AI-powered market analysis platforms project ADYEY reaching $18.40 annually and $24.61 within five years, implying significant upside from current levels. The company’s ten-year revenue growth per share of 12.8% demonstrates consistent long-term value creation. Adyen’s expansion into new markets and adjacent services supports these growth projections. The analyst rating maintained by Monness Crespi reflects confidence in these forward estimates. Management’s focus on platform innovation and merchant acquisition positions the company well for sustained growth. These forecasts provide a foundation for the maintained Buy rating despite current market headwinds.

Final Thoughts

Monness Crespi maintains its Buy rating on Adyen with a EUR 1,900 price target, reflecting confidence in the company’s strong fundamentals. Adyen’s 19.4% revenue growth, 32.5% net income growth, and solid balance sheet support its position as a leading payments provider. The maintained Buy rating aligns with broad analyst consensus of 11 Buy ratings and zero Sell ratings. While Adyen trades at premium valuations typical of high-growth software companies, the rating suggests these multiples are justified by growth prospects. Investors should monitor quarterly results and competitive dynamics for future catalysts.

FAQs

Why did Monness Crespi maintain its Buy rating on ADYEY?

Monness Crespi maintained its Buy rating based on Adyen’s strong fundamentals: 19.4% revenue growth and 32.5% net income growth. The rating reflects confidence in the company’s payments platform and long-term market position despite near-term stock weakness.

What was the price target change from Monness Crespi?

Monness Crespi raised its price target to EUR 1,900 from EUR 1,800—a EUR 100 increase. This higher target signals the firm’s confidence in Adyen’s ability to deliver shareholder value and capitalize on payments sector growth opportunities.

What is the current analyst consensus on ADYEY?

Adyen has strong analyst support with 11 Buy ratings and zero Sell ratings, yielding a consensus rating of 4.0. This reflects broad bullish sentiment across the research community regarding the payments infrastructure company.

How does ADYEY’s valuation compare to growth expectations?

ADYEY trades at a PE ratio of 28.0 and PEG ratio of 2.4, suggesting reasonable valuation relative to growth. The premium is justified by projected double-digit revenue growth and margin expansion in the payments sector.

What is Meyka AI’s grade for ADYEY?

Meyka AI rates ADYEY with a B+ grade, reflecting strong fundamentals balanced against valuation.

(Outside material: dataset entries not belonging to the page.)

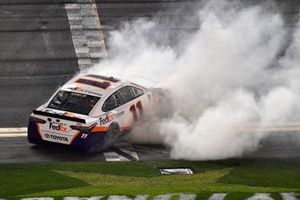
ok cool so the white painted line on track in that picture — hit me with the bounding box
[64,196,103,200]
[133,195,149,200]
[0,127,27,137]
[0,133,26,137]
[107,196,131,200]
[247,193,273,200]
[179,194,196,200]
[21,198,54,200]
[281,193,299,200]
[103,151,130,161]
[208,193,227,200]
[0,127,27,133]
[153,194,172,200]
[119,148,140,161]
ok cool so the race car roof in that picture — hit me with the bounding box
[61,74,125,97]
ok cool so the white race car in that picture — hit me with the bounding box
[27,74,167,151]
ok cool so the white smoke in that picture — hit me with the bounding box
[88,1,300,160]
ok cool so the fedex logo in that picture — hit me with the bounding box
[99,111,125,125]
[49,122,67,132]
[99,115,113,125]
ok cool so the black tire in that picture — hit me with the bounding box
[104,122,121,148]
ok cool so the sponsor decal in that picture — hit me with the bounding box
[44,133,69,142]
[68,87,102,97]
[81,133,88,139]
[76,78,111,90]
[99,111,125,125]
[49,122,67,132]
[85,74,120,83]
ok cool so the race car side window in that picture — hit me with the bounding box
[102,86,145,112]
[102,94,118,112]
[117,86,135,104]
[115,86,145,105]
[131,86,144,98]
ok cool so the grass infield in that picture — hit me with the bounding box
[0,158,299,199]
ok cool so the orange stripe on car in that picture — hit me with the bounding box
[91,126,109,132]
[91,126,132,133]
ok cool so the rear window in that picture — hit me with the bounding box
[47,90,100,115]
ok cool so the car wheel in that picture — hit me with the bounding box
[104,122,121,147]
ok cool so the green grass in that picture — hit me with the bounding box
[0,159,299,200]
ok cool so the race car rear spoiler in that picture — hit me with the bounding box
[32,110,86,123]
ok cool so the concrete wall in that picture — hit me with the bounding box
[0,1,78,127]
[97,0,300,41]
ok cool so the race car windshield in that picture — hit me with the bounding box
[47,90,100,115]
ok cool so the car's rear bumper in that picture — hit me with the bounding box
[27,120,107,152]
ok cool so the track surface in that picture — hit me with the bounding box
[0,132,299,163]
[0,136,170,162]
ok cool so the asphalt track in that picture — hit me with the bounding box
[0,131,299,163]
[0,135,170,162]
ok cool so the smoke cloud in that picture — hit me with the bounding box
[88,0,300,160]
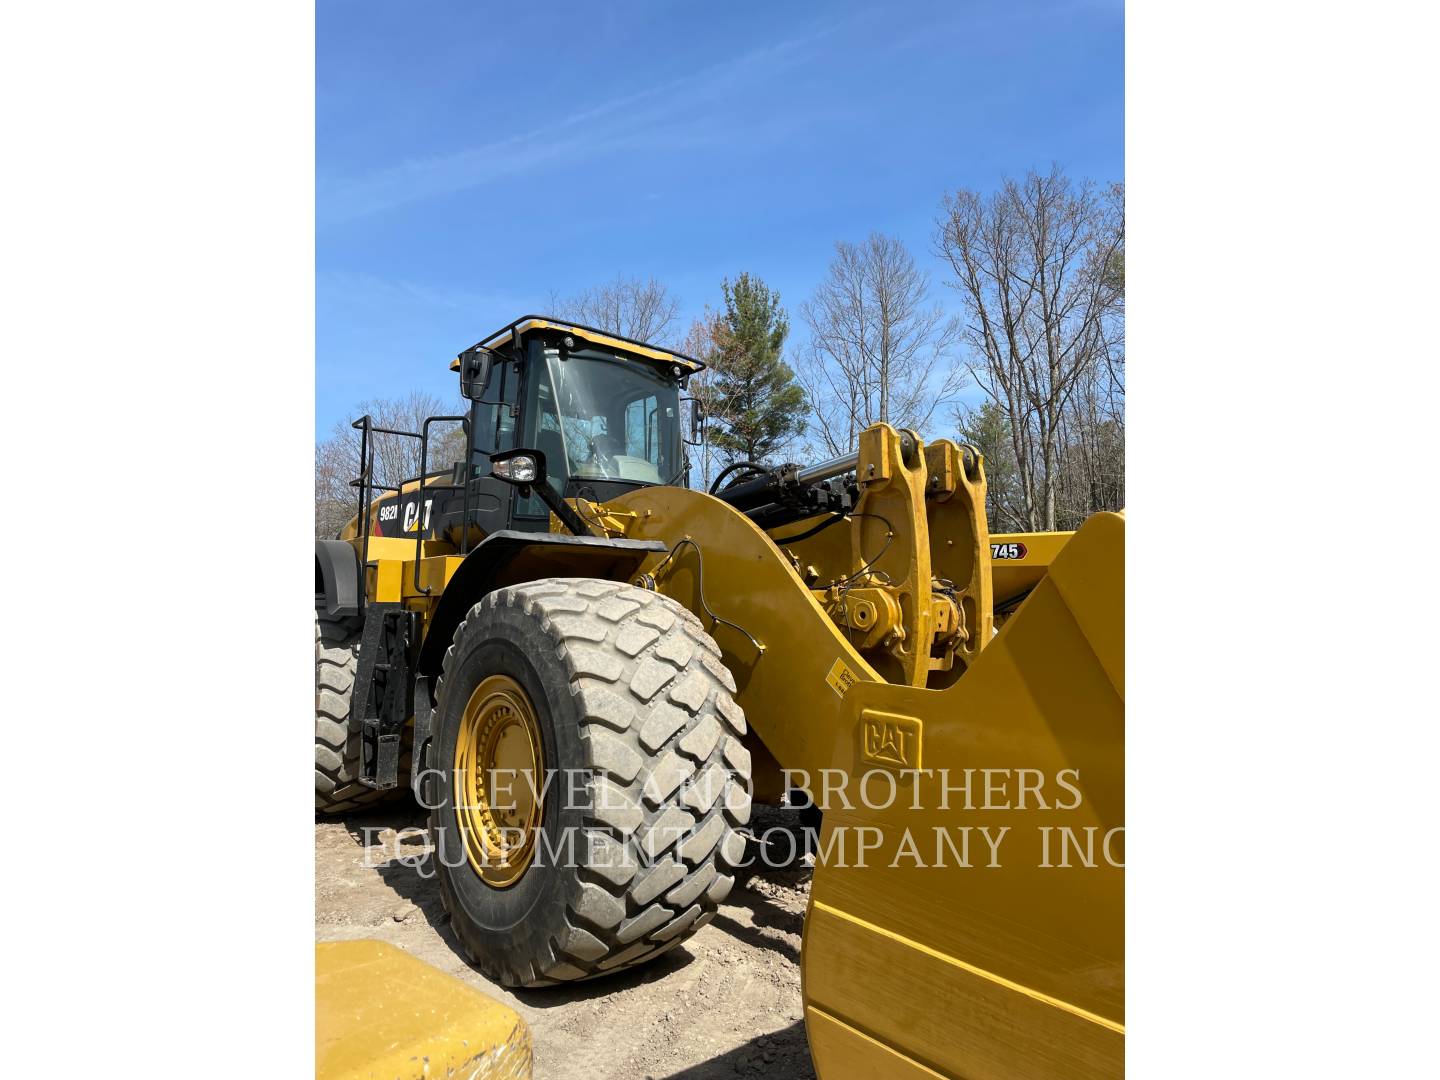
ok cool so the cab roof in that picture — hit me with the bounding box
[450,315,705,373]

The grade factors in S&P 500 comparison, sector performance, financial growth, and analyst consensus. Not financial advice.

Disclaimer:

Stock markets involve risks. This content is for informational purposes only. Analyst ratings are opinions and not guarantees of future performance. Past performance does not guarantee future results. Meyka AI PTY LTD provides market analysis and data insights, not financial advice. Always conduct your own research and consider consulting a licensed financial advisor.